Of course, some may point to radioactive dating methods (i.e. measuring the ratio of U-238 to U-235 in rock samples) as showing the Earth's age to be greater, but there are some underlying assumptions for such dating that I don't necessarily buy (initial distribution of radioactive elements, origin of such elements, etc.) But again, I guess such assumptions are as good as what we've got, so it's quite reasonable to believe them. (Similarly, we hold various assumptions when studying astrophysics: that the universe is isotropic and homogeneous with respect to the laws of physics, etc. Unfortunately, we don't really have any way of empirically proving that just yet.)
Feel free to point out any gross (or subtle) errors I might've made ^^ But basically, too many people (especially we gullible Americans...) blindly trust "science" without understanding what's really going on (I'm guilty of this too), sometimes to the point where one's devotion to "scientific truth" becomes... dare I say, religious?
Scientific understanding has advanced to the point that unlike the natural philosophy of the Greeks, it's impossible to personally know and understand in depth more than a tiny fraction of the sum total of human knowledge. You blindly trust electricians and structural engineers and hundreds and hundreds of professions every day without even realizing it, and they're all derived directly from improving our understanding of the world. Unless you wish to claim that everyone in modern society trusts electrical engineers religiously, you have to concede that personal expertise in most areas of your life is simply nonexistant.

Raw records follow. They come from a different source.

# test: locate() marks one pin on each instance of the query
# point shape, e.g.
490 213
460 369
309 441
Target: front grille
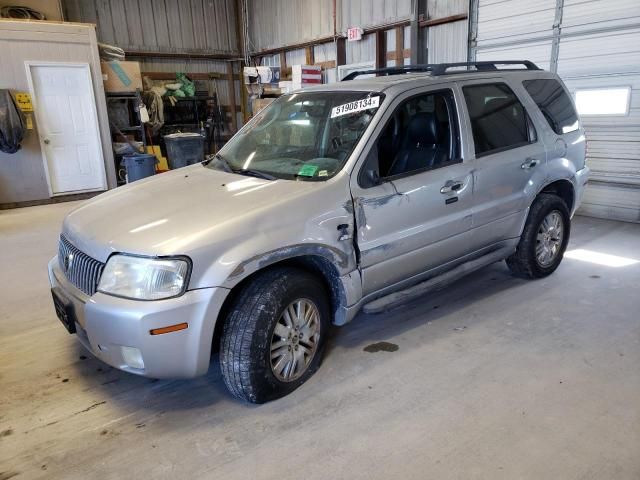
80 269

You hold your young-earth view in the face of a mountain of evidence to the contrary, and the best evidence you have is a single book which asserts that without a shred of evidence? Evolution didn't happen because there wasn't enough time for it to happen, never mind the fact that the evidence for an old earth and evolution is staggeringly huge compared to the nothing that the opposing camp has? One only has to look at the nature of inquiry on each side to know that one side is clearly playing with words and has little of substance to contribute, no falsifiable predictions, no testable mechanisms, nothing.
By the way, rats didn't evolved into bats. They share common ancestry, like all other pairs of organisms that you care to mention. The distinction is critically important.